The five-story, roughly 118,000-square-foot edifice was constructed by the Freemasons in 1926-27 as a retirement home for elderly members of the brotherhood: a building built by the world’s quintessential builders to house their elders in their twilight years. The upper floors boast a view of the foggy South Sound and the (islands) beyond, so often layered with mist, like a baroque theater set for some grand Masonic mystery play.

The last residents were relocated in 2004 with an eye to building renovation, but the Great Recession skunked those plans, and the place was rented out as an event center until the Masons ultimately sold it in 2019.

NUMBERS:

  • 1926-27: year the Landmark on the Sound was built
  • 5: number of stories in the building
  • 117,930: square footage of the building
  • 1,319,850: square footage of the campus
  • $11.5 million: price of the 2019 sale
  • 1982: year Zenith was incorporated into Des Moines
  • 1853: year the first Washington Masonic Lodge was founded
  • 1858: year the Grand Lodge of Washington was founded
  • 10,437: number of registered Masons in Washington State as of 2021
  • Supposedly as many as 21 out of the 56: number of Masons that signed the Declaration of Independence
  • roughly 32,000: population of Des Moines

Picturesque old abandoned buildings exist in our imaginations as much as they do in the physical world, and the Landmark, with its carved woodwork and gabled windows, evokes those haunted mansions described by Stephen King or Shirley Jackson. It is impossible to stare at its unblinking windows and not wait breathlessly for a ghostly figure to peek out and wave or wag its finger at you.

Though it now sits among equally tall condo developments and apartments, once upon a time, the building rose like a castle on the hill overlooking the water, virtually alone in its splendor, staring out at the Sound with the stately dignity of its purpose and its architecture, a point of pride and a lodestar for locals.

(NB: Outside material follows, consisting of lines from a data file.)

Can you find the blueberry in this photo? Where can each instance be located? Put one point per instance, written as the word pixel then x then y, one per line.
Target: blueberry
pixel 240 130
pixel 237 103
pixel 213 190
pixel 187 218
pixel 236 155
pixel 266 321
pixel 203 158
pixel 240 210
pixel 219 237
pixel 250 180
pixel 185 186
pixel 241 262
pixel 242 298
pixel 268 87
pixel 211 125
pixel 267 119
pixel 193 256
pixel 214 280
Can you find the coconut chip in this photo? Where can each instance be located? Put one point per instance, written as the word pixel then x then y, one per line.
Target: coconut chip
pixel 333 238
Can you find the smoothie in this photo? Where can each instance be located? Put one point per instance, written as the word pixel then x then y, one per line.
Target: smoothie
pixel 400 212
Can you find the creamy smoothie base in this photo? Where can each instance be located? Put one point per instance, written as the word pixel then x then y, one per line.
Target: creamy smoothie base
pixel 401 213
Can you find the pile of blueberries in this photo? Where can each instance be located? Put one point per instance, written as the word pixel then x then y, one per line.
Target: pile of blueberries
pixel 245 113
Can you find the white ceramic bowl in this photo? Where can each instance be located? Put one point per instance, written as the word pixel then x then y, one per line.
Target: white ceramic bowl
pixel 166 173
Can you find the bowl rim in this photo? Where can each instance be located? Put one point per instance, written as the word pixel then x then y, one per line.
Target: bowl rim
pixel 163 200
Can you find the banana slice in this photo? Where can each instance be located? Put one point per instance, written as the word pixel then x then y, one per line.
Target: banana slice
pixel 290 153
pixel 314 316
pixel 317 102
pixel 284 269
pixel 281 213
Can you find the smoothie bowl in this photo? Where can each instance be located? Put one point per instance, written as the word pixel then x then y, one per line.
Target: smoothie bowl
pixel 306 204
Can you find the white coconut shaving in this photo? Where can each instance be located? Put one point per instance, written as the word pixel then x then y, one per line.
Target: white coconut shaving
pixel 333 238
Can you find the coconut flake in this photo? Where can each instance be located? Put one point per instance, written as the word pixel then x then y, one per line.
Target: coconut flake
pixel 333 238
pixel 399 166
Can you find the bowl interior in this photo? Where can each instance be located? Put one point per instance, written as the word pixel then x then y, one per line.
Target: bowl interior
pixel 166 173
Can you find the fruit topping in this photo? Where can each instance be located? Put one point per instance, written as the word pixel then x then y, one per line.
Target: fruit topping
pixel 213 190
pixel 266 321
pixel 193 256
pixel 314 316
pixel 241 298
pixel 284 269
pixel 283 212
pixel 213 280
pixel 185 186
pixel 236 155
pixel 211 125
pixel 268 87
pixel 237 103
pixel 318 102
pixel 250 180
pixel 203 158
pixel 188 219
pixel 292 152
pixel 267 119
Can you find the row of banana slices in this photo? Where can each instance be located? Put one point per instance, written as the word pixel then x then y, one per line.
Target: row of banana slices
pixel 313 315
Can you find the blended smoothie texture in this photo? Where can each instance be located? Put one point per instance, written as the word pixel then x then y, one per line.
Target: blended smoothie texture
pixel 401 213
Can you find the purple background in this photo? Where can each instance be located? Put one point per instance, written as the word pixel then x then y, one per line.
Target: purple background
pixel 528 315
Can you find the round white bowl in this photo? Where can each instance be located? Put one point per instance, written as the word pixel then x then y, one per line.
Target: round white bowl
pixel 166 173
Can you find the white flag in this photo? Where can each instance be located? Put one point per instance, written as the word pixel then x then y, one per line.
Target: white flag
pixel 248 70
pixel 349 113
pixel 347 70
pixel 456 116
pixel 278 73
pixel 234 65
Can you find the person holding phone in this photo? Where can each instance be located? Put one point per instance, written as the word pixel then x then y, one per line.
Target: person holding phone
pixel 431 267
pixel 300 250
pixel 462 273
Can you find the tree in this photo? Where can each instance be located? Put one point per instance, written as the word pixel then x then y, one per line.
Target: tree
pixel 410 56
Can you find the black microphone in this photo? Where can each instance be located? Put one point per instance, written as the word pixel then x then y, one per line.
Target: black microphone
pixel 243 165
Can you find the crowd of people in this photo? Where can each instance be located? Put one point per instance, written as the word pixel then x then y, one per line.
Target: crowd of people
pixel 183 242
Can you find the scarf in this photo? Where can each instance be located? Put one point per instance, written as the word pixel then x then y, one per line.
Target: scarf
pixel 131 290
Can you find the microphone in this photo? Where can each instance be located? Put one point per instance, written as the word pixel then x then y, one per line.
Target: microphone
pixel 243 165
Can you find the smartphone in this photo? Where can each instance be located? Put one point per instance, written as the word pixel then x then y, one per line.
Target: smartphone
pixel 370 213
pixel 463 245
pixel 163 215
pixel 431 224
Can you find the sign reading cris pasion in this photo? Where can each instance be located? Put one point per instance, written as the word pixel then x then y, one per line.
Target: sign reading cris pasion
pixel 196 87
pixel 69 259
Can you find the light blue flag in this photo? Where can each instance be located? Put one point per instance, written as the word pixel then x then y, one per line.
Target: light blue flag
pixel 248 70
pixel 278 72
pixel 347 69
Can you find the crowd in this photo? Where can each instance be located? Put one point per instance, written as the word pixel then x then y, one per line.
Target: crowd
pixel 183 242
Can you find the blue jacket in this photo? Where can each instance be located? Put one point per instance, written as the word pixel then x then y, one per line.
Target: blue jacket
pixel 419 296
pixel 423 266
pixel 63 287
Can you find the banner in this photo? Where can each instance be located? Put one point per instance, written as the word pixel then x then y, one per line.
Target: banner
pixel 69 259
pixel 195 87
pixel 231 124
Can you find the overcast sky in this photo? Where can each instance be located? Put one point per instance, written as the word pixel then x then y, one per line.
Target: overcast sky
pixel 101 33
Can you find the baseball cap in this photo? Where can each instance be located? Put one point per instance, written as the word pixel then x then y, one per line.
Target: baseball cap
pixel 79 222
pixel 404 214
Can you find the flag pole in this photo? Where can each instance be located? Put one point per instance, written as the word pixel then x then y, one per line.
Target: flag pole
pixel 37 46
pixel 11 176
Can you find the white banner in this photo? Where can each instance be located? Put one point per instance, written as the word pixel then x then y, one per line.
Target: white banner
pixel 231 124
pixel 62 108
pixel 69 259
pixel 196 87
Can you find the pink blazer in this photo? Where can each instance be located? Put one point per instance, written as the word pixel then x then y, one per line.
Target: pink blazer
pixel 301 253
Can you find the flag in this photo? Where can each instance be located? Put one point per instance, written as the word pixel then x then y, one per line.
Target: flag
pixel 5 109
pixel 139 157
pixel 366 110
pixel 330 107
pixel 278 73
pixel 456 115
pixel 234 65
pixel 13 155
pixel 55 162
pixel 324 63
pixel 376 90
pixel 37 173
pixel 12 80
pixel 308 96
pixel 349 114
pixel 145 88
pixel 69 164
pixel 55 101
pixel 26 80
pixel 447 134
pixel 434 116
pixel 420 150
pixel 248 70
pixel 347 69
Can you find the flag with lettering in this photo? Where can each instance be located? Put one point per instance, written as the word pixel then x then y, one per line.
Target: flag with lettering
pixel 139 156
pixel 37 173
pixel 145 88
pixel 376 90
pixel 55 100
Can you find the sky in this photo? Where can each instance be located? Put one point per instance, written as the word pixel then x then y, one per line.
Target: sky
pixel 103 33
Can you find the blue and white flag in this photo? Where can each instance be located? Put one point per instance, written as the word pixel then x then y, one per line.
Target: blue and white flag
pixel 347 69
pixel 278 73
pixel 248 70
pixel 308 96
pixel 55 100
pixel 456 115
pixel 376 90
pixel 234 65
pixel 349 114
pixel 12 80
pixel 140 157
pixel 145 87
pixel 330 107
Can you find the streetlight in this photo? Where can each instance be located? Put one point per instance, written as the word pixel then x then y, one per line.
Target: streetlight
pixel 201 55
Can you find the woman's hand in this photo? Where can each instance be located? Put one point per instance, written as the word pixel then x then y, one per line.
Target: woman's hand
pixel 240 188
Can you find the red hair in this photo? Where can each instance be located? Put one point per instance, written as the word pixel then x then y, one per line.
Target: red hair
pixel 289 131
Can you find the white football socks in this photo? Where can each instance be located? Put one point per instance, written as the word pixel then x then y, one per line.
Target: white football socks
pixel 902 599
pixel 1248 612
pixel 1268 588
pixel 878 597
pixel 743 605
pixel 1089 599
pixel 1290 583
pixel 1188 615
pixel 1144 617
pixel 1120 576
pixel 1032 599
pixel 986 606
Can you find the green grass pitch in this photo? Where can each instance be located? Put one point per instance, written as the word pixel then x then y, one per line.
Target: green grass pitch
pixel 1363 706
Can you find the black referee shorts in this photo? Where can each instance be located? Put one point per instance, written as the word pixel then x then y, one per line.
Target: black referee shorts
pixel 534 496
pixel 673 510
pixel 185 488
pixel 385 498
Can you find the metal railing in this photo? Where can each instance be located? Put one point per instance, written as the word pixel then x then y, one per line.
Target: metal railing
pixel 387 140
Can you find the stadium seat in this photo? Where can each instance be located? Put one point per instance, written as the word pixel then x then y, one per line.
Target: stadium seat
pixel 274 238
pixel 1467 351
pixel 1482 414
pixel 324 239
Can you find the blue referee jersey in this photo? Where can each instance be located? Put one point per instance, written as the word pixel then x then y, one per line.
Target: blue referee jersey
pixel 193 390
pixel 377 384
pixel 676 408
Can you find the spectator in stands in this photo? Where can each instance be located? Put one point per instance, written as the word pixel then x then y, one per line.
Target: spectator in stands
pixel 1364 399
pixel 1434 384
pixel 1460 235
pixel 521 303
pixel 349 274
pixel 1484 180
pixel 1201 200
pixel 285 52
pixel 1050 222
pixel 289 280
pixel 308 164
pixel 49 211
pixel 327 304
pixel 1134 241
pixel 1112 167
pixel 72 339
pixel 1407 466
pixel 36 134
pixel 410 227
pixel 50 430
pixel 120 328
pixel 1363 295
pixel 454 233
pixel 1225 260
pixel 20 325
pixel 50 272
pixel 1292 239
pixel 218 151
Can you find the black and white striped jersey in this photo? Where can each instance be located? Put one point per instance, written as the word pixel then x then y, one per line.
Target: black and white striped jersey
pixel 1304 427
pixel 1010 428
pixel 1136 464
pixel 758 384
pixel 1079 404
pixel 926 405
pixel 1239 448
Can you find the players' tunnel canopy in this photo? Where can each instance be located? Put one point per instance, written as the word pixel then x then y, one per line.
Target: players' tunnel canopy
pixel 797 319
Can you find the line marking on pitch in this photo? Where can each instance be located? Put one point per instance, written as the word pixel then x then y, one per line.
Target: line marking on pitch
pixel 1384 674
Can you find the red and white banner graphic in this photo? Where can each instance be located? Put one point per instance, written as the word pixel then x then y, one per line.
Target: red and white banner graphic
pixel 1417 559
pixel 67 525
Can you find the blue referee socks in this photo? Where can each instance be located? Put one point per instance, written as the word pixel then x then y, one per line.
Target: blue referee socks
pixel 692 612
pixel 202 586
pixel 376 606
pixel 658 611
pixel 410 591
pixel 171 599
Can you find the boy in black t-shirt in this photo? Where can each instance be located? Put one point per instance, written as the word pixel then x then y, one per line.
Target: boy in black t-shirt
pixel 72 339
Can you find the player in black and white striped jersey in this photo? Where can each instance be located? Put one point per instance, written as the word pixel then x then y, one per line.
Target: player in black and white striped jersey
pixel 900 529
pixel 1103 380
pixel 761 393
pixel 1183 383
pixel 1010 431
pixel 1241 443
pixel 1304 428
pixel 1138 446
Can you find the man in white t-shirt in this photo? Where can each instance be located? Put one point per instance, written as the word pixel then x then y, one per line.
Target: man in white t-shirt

“We called it ‘the landmark’ before it was officially called The Landmark,” says photographer and longtime Normandy Park/Des Moines resident Douglas Orton. “When you were out on the boat and the weather was crappy, that’s how you found Des Moines to get back home. It was how we got our bearings.”

As of this printing, the building’s future is in flux; the holding company, Zenith Properties (owned by a Seattle-based development company called Tarragon), has applied for a demolition permit despite community objection, petitions and public outcry. Like the town of Zenith, the Landmark could become a ghost, its presence lingering on maps and in memories, replaced, most likely, by something depressingly ordinary.

To Chris Moore, executive director of the Washington Trust for Historic Preservation, its loss would be a travesty.

“It’s unconscionable,” says Moore, “to think of this building being demolished.”